Changes to different parts of the interface
How has the Data Source page changed? The data grid? View Data? The Data pane?
The Data Source page (canvas, data grid), View Data and Data pane have been updated to support a multi-table analysis experience.
Your first view of the data source canvas is now the logical layer, which is where you define relationships. The data grid shows row data for each table’s level of detail.
In the Data pane, fields and calculated fields are automatically organised by their native level of detail.
The View Data window displays row level data at the correct level of detail, without replication, to make validation easier. Get row counts for each table in the Data pane using Table(Count) fields.
View Data column order changes in Tableau 2020.2 and later
When you open a data source from a previous version of Tableau in Tableau 2020.2 and later, the column order may be different. Columns may be displayed differently in the View Data window, and the column order may be different when you export it to CSV format.
This change in how column order is handled in the View Data window is required to support relationships and logical tables.
If you use scripts that depend on a customised column order, we recommend using the Tableau Extensions API for View Data to download underlying data to CSV format.
How does Count of Table work versus Number of Records?
You will no longer see the Number of Records field in data sources that contain logical tables. Every table includes a count of its records, as a field named TableName(Count), at the level of detail for that table. In the previous example you can see Addresses(Count), Customers(Count) and LineItems(Count).

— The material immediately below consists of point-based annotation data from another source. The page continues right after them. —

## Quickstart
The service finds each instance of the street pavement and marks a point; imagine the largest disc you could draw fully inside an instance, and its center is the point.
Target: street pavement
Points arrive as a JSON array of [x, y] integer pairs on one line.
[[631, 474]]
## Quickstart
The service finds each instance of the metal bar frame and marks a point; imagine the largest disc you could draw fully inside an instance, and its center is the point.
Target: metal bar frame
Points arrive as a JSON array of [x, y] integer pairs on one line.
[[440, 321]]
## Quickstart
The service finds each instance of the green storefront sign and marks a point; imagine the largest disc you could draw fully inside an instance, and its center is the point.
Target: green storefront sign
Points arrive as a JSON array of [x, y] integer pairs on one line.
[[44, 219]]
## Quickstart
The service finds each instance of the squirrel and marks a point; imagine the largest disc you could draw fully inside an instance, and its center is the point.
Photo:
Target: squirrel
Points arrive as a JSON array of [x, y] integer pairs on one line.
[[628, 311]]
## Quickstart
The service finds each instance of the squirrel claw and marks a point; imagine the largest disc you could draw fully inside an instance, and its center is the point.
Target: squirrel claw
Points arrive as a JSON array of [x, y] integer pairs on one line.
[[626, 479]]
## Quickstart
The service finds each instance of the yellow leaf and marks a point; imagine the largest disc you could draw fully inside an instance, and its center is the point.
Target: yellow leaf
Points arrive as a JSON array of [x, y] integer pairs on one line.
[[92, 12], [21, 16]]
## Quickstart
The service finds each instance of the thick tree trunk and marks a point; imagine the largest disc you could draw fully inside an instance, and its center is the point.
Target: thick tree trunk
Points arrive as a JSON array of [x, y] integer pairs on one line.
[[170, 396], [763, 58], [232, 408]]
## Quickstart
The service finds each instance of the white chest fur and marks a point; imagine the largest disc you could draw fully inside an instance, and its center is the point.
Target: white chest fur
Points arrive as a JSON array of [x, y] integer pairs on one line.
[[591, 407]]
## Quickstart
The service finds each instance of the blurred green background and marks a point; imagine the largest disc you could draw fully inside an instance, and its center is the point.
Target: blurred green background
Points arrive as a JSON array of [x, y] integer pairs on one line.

COUNT of table = SUM of Number of Records per table. You can't build calculations on top of a table's Count field. Count is aggregate-only.
Note: You might see the Number of Records field in the Data pane if you open a pre-2020.2 workbook that used Number of Records in a view.
Where are sets, groups and calculated fields shown?
If the field belongs to a table, it is listed under the table. If it doesn’t, it is listed in the general area at the bottom of the Data pane.
Calculated fields are listed with their originating field, if all of their input fields come from the same table.
Sets and groups are displayed under the table with their originating field.
Fields that don't belong to a specific table are displayed in the general area below the tables. These include: aggregated calculations, calculations that use fields from multiple tables, Measure Names and Measure Values.